According to research from the Committee for a Responsible Federal Budget, a Washington, D.C., think tank, policymakers could opt to cap benefits at $100,000 for married couples or $50,000 per individual.
This six-figure limit would target the growth of payments to the wealthiest retirees as the system’s trust funds face depletion in the next decade.
The trust fund devoted to retirement benefits is currently projected to run out in 2032. At that point, there would be a 24% cut to those benefits, according to latest projections from the Social Security Administration.
“There’s basically a trust fund crisis in the near horizon,” Marc Goldwein, senior vice president and senior policy director at the CRFB told CNBC.
“An income security program designed to keep seniors out of poverty, designed to ensure an adequate level of retirement income, shouldn’t be paying six figures. And it particularly shouldn’t be paying six figures when it can’t afford to pay most people their scheduled benefits.”

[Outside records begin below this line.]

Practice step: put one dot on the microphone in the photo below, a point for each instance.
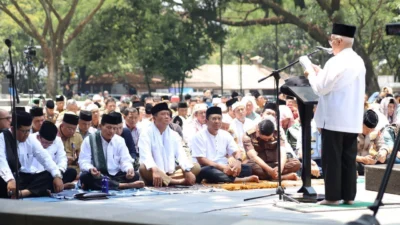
(8, 42)
(327, 50)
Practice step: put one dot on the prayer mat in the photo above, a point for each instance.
(179, 189)
(313, 207)
(262, 184)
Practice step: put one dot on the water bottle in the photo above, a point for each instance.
(104, 184)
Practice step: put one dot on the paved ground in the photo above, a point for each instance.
(232, 204)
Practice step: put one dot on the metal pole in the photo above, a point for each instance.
(276, 47)
(221, 53)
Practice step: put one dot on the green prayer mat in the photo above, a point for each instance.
(312, 207)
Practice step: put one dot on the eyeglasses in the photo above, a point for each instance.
(24, 131)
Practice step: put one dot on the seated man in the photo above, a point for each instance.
(211, 146)
(47, 136)
(32, 182)
(260, 144)
(105, 154)
(71, 139)
(370, 150)
(159, 148)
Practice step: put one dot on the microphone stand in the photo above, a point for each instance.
(279, 190)
(14, 98)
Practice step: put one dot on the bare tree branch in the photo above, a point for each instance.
(82, 24)
(263, 21)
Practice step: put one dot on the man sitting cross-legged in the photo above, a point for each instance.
(260, 144)
(47, 137)
(105, 154)
(159, 147)
(32, 182)
(211, 146)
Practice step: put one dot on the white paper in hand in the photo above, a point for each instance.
(307, 64)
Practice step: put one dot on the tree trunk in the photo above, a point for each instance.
(371, 81)
(181, 88)
(147, 80)
(52, 68)
(83, 79)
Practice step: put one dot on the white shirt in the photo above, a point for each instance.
(116, 154)
(57, 153)
(241, 128)
(190, 129)
(341, 89)
(214, 148)
(135, 135)
(154, 155)
(27, 151)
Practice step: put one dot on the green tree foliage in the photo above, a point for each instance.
(52, 24)
(315, 18)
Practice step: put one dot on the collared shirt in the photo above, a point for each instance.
(72, 147)
(190, 129)
(157, 154)
(135, 132)
(57, 153)
(241, 128)
(90, 131)
(27, 151)
(214, 148)
(115, 152)
(341, 89)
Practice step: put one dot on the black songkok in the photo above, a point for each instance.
(85, 115)
(71, 118)
(36, 111)
(371, 119)
(344, 30)
(159, 107)
(48, 131)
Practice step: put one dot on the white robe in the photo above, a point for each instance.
(28, 151)
(161, 150)
(341, 89)
(215, 148)
(116, 154)
(57, 153)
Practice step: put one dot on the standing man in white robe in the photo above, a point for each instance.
(32, 181)
(341, 89)
(159, 148)
(212, 146)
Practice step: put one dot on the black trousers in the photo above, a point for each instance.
(91, 183)
(339, 151)
(69, 175)
(214, 175)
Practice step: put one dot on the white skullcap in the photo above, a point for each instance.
(237, 104)
(226, 118)
(216, 101)
(92, 107)
(96, 97)
(223, 107)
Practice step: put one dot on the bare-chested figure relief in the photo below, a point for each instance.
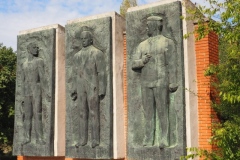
(89, 81)
(33, 82)
(156, 61)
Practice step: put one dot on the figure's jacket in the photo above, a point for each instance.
(33, 77)
(161, 68)
(89, 68)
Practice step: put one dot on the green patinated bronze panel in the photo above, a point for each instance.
(34, 103)
(89, 125)
(156, 101)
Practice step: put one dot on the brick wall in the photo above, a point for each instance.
(206, 54)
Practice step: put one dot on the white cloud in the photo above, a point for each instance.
(18, 15)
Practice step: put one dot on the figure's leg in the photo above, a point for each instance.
(149, 115)
(28, 114)
(93, 103)
(37, 108)
(161, 97)
(82, 102)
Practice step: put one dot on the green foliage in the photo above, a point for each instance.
(7, 94)
(222, 19)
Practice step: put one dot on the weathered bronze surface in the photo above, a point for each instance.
(34, 107)
(89, 89)
(156, 124)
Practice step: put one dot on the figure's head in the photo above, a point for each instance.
(87, 38)
(33, 49)
(154, 25)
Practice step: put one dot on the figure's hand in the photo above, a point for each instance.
(146, 58)
(74, 96)
(173, 87)
(21, 107)
(49, 97)
(101, 96)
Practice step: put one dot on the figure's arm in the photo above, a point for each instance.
(74, 79)
(22, 77)
(140, 60)
(44, 84)
(101, 71)
(172, 66)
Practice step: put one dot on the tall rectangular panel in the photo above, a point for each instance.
(89, 91)
(35, 95)
(156, 100)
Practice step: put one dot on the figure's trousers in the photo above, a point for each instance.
(88, 101)
(33, 109)
(155, 102)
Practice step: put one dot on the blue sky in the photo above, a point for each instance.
(18, 15)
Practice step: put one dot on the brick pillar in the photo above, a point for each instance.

Today, a “tiny fraction” of couples receive such high amounts.
These are typically highest-income couples where both individuals earned the taxable maximum for at least 35 years and delayed benefits until full retirement age.
In 2026, the taxable maximum limit is $184,500, the Social Security Administration data shows.
About 1 million beneficiaries currently receive individual benefits of $50,000 or more annually, according to the CRFB.
The proposed cap would be adjusted based on the age at which a beneficiary begins collecting.
For example, a couple waiting until age 70 would see a limit of $124,000 to reflect delayed retirement credits, while those claiming at age 62 would see a reduced limit of $70,000, the Committee for a Responsible Federal Budget reports.
The proposal offers three indexing methods for the cap:
- Indexing the limit to inflation.
- Freezing the limit at $100,000 for 20 years before indexing to wage growth.
- Freezing it for 30 years before indexing to wage growth.
The CRFB estimates that indexing a $100,000 cap to inflation would save approximately $100 billion over 10 years and close one-fifth of Social Security’s 75-year solvency gap.
While the plan focuses on high earners, advocates express concern that such caps could lead to broader cuts.
Nancy Altman, president of Social Security Works, told CNBC that $50,000 is not a generous amount for an individual in a high-cost area like New York.
“It’s younger people who really would be hurt by that proposal, because gradually it would hit more and more people and go to lower and lower levels,” Altman said.